Project Sunshine - The Box

The basic box setup.

I consider this to be part 0, as the setup here might be very specific to where you get your box. I’m using Ubuntu here as the OS of choice but it can be any other linux flavor as well.

Most vendors will probably have documentation with a basic setup guide for what you should be doing in order to be able to connect to it. I’m going to assume that it comes with a new user, either a password or preferably an authorized ssh key.

Basic Setup

I’m not going to be diving deep into this as I’m not a linux sys admin nor do I want to pretend like I am. So I’ve followed the docs from my vendor here.
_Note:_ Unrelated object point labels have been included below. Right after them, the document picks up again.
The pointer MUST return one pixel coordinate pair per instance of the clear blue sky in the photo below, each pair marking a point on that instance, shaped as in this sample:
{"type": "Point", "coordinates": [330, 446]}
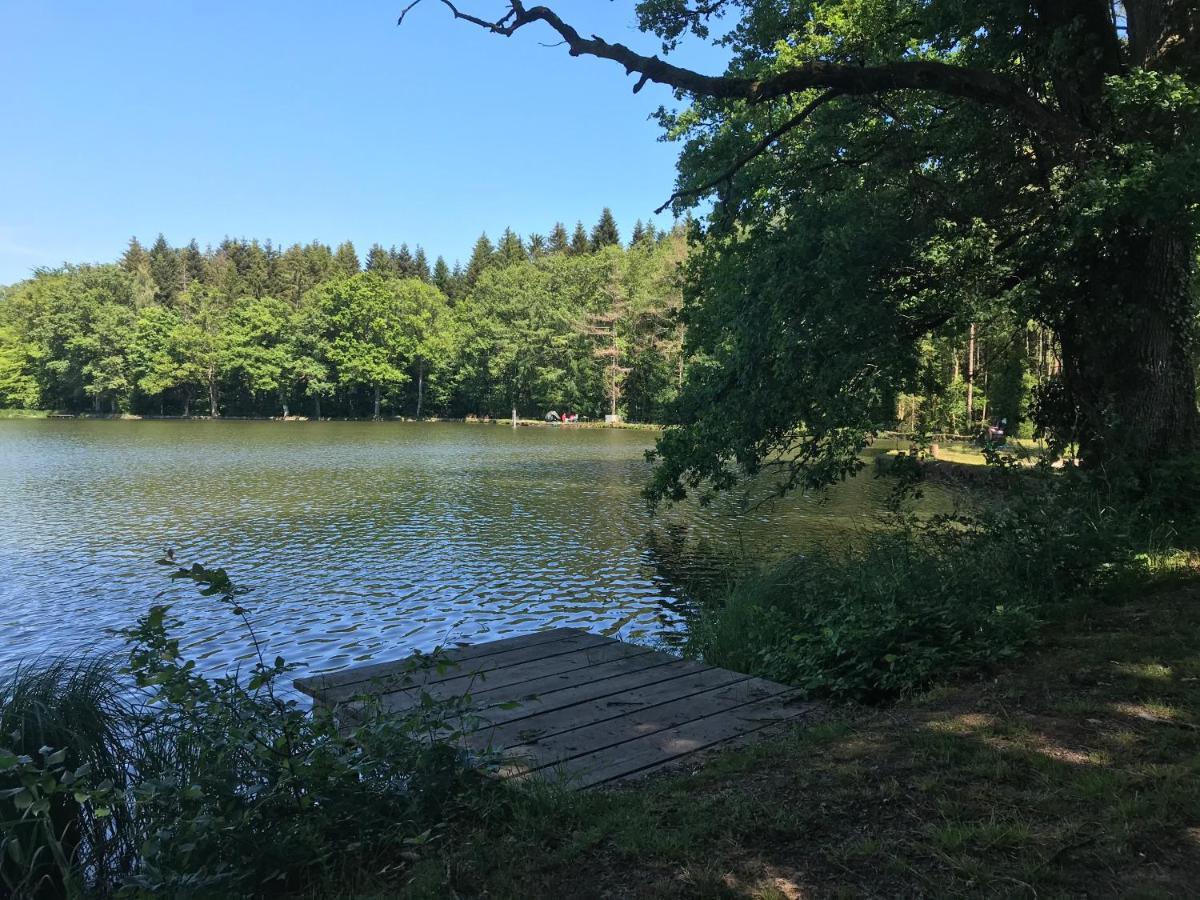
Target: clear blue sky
{"type": "Point", "coordinates": [311, 120]}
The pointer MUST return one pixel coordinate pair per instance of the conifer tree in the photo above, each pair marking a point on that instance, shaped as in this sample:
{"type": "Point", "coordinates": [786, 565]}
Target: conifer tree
{"type": "Point", "coordinates": [346, 259]}
{"type": "Point", "coordinates": [402, 265]}
{"type": "Point", "coordinates": [483, 257]}
{"type": "Point", "coordinates": [510, 250]}
{"type": "Point", "coordinates": [421, 265]}
{"type": "Point", "coordinates": [378, 261]}
{"type": "Point", "coordinates": [559, 241]}
{"type": "Point", "coordinates": [580, 244]}
{"type": "Point", "coordinates": [167, 271]}
{"type": "Point", "coordinates": [135, 256]}
{"type": "Point", "coordinates": [192, 262]}
{"type": "Point", "coordinates": [442, 276]}
{"type": "Point", "coordinates": [605, 234]}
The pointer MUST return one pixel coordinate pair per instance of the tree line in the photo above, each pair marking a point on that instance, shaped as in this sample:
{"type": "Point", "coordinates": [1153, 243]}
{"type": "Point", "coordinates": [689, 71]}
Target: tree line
{"type": "Point", "coordinates": [576, 321]}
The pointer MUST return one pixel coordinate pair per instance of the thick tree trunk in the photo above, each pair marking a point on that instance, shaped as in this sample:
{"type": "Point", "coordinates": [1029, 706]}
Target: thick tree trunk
{"type": "Point", "coordinates": [971, 381]}
{"type": "Point", "coordinates": [214, 409]}
{"type": "Point", "coordinates": [420, 388]}
{"type": "Point", "coordinates": [1128, 359]}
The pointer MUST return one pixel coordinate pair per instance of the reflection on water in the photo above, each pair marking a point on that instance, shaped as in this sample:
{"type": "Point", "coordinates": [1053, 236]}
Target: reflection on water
{"type": "Point", "coordinates": [361, 540]}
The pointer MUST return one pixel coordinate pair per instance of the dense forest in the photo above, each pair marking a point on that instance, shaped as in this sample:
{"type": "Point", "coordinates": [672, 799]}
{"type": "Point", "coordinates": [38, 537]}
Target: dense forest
{"type": "Point", "coordinates": [576, 321]}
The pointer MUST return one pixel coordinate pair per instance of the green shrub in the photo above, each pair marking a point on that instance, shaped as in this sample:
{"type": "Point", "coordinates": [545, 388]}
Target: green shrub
{"type": "Point", "coordinates": [211, 786]}
{"type": "Point", "coordinates": [52, 711]}
{"type": "Point", "coordinates": [901, 607]}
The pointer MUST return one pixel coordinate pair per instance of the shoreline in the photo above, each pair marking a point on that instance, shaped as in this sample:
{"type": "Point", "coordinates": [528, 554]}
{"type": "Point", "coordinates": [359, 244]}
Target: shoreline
{"type": "Point", "coordinates": [24, 414]}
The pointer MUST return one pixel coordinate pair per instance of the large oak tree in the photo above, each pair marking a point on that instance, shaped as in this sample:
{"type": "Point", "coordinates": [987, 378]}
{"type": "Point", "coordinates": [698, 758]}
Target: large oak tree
{"type": "Point", "coordinates": [886, 168]}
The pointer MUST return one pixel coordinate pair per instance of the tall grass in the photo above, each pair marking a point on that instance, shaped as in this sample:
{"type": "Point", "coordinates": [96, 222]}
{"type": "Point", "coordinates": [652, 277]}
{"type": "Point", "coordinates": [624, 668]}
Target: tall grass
{"type": "Point", "coordinates": [77, 707]}
{"type": "Point", "coordinates": [922, 600]}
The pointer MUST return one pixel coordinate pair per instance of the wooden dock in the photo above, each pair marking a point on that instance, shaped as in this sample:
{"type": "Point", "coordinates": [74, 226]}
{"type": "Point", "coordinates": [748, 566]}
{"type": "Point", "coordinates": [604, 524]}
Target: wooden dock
{"type": "Point", "coordinates": [568, 703]}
This setup means I now have a:

  1. Linux box with a new user with admin privileges
  2. SSH configured using a public key on port 2222 and hardened disallowing some features we will not be using
  3. A basic firewall allowing, for now, just port 2222. If your vendor includes a firewall upstream from your box you should use that too to not rely on a single layer of defense.
  4. Updated all the packages and made sure they’re all current
  5. Put in some basic countermeasures for intrusion prevention

That’s all we need for now on the server end. With this set we can get started on the actual application.

Bitwarden

While this has nothing to do with the server, I do want to call out that I’m using bitwarden, hosted in Europe, for my passwords/keys. The reason I mention this is because I think it ties in really nicely with server authentication.

I store my SSH keys in bitwarden and I’ve set it up to integrate with the ssh-agent as described here. This means that, whenever I use ssh or scp or any other CLI tool, I will get a neat popup from bitwarden before it grants usage to the key like this: bitwarden prompt

The one caveat with this is that, as of writing, it doesn’t deal well with having a lot of ssh keys. I’ve solved this by creating individual files with the public key in each and then set that as the IdentityFile. The script for creating one of these is (replacing test for the name of your key)

ssh-add -L | grep "test" > ~/.ssh/server.pub

Then you can use that pub file as the IdentityFile when connecting. In my case I do this through an entry in ~/.ssh/config like:

Host test-server
    HostName {your-ip}
    User {your-username}
    Port 2222
    IdentityFile ~/.ssh/server.pub

And with that set I can now connect using ssh test-server or use that name instead of the ip and username in scp etcetera.

Comparison With Cloud

When deploying to the cloud, none of this needs to be setup, you would have different setup to do though. Creating a user within your account, assigning that user privileges and then keeping it’s credentials/tokens securely somewhere. We’ll get to a more interesting comparison later as we start looking at actually hosting the application and other ‘services’ it needs.

Having this does mean that you’re now on the hook for making sure it stays up to date. This can be as simple as a weekly login and running updates on your package manager though.